Heute arbeitet Jerzy Grotowski in Italien. Er bezeichnet seine Werke als Ritual Arts oder Art as a Vehicle. Die Arbeit mit Darstellern hat viele Gemeinsamkeiten mit der Arbeit mit Ryszard Cieślak in „ Der ständige Fürst“ . Aber es gibt auch wichtige Unterschiede: „Kunst als Vehikel erfordert das gleiche handwerkliche Können wie Kunst als Präsentation. Es erfordert noch größere Präzision, noch gründlichere Arbeit am Handwerk, noch mehr Arbeit an der Genauigkeit der Partitur und an der Kombination von Spontaneität mit.“ die Strenge der Form. Gleichzeitig liegt der Fokus auf unterschiedlicher Kunst als Vehikel und unterschiedlicher Kunst als Präsentation, die Regeln der Bearbeitung sind unterschiedlich. Als wir „ The Constant Prince“ (...) für das Publikum machten, war die Bearbeitung „ geschah‘ nicht auf der Bühne, sondern in ihrer Wahrnehmung.
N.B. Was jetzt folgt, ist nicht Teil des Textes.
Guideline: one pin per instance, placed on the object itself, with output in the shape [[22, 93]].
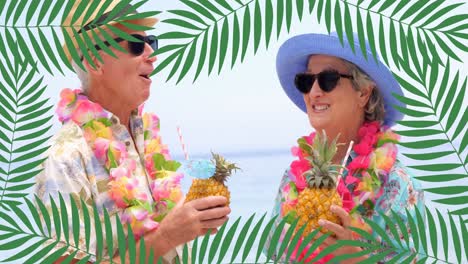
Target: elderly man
[[107, 153]]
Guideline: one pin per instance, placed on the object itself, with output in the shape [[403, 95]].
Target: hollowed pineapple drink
[[214, 185], [315, 200]]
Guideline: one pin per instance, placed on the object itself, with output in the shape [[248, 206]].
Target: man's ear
[[365, 94]]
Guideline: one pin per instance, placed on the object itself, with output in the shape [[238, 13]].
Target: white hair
[[375, 109], [82, 74]]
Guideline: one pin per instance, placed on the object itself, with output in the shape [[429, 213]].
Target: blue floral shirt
[[401, 192]]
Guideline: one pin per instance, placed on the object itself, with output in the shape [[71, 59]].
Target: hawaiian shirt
[[401, 192], [72, 169]]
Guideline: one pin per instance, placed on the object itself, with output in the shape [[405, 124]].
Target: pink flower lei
[[367, 173], [124, 189]]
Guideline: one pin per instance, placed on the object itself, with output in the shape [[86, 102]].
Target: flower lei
[[143, 213], [367, 173]]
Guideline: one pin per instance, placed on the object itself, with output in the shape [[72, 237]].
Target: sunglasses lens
[[137, 48], [304, 82], [152, 41], [328, 81]]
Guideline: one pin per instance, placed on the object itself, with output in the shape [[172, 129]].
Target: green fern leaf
[[289, 12], [455, 239], [441, 178], [241, 238], [429, 156], [456, 106], [203, 248], [227, 240], [436, 167], [264, 236], [202, 58], [372, 4], [252, 237], [349, 28], [188, 62], [450, 95], [245, 33], [224, 41], [420, 132], [257, 26], [286, 240], [385, 5], [328, 14], [370, 36], [268, 21], [200, 9], [235, 40], [213, 48], [339, 23], [311, 5], [460, 200]]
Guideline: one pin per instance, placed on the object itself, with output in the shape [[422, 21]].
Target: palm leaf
[[25, 33], [21, 113], [34, 233]]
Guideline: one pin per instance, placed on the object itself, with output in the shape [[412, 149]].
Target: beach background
[[241, 113]]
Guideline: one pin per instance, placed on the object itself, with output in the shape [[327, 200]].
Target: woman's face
[[337, 111]]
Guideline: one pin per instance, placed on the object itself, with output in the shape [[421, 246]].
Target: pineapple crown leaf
[[323, 173], [223, 169]]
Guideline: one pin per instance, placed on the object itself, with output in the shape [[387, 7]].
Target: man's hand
[[187, 221]]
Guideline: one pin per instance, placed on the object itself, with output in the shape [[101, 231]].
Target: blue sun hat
[[293, 57]]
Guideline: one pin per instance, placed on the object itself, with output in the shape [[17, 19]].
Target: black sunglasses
[[327, 80], [134, 47]]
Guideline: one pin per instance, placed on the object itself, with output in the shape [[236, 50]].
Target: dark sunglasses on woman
[[134, 47], [327, 80]]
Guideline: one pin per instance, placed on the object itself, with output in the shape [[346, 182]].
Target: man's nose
[[148, 51]]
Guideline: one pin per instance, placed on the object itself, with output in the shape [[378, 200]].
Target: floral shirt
[[72, 169], [401, 192]]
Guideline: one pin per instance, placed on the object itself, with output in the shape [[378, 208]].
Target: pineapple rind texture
[[313, 205], [315, 200]]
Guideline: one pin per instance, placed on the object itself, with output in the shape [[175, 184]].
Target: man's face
[[125, 79]]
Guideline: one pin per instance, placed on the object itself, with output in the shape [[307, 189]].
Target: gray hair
[[375, 108], [81, 74]]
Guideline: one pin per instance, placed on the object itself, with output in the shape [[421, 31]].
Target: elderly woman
[[349, 97]]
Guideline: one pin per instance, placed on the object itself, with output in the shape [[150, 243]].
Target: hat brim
[[293, 58], [148, 22]]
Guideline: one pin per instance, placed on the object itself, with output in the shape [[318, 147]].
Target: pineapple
[[214, 185], [315, 200]]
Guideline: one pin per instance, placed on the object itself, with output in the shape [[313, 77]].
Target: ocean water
[[253, 190]]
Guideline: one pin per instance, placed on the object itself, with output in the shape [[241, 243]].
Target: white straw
[[344, 162], [181, 139]]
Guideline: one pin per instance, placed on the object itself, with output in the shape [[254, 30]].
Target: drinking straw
[[181, 139]]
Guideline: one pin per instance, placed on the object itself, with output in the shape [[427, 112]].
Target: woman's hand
[[341, 232]]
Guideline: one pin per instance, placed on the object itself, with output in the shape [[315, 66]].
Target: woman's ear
[[365, 94]]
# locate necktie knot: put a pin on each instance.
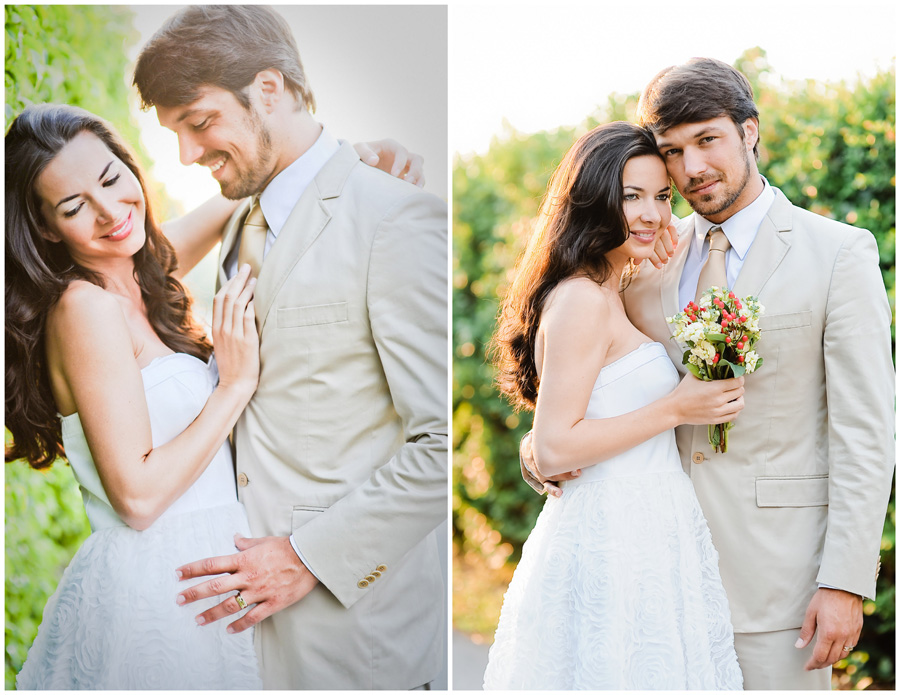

Sie hörten einen Text, der vom Märtyrertum sprach, einen Text, in dem er von einem christlichen Gefangenen sprach, der den Märtyrertod erlitt, einem Gefangenen, der von den Mauren gemartert wurde, der sich ihnen passiv widersetzt und nicht nachgibt. Dort ist die letzte Demütigung und Qual, und das ist ihr Höhepunkt. So steht es im Text. (...) Und was geschah wirklich? (.. .) Der Redestrom, der von ihm ausging, war ein Strom fröhlicher Rede. ( ...).

Dies ist ein Beispiel dafür, dass in der gegenständlichen Kunst, in der Kunst als Präsentation, eine Montage in der Wahrnehmung des Betrachters entsteht, der einen gequälten und qualvollen Menschen sieht, auch wenn der Schauspieler einen völlig anderen assoziativen Weg einschlägt. Und in der Kunst als Vehikel erfolgt die Bearbeitung nicht bei den Betrachtern, sondern bei den handelnden Menschen selbst, direkt.

 

Auf dem Weg zum Ritual. Von Yeats bis Węgajt , herausgegeben von Małgorzata Sugiera, Krakau 1999, S. 61–82.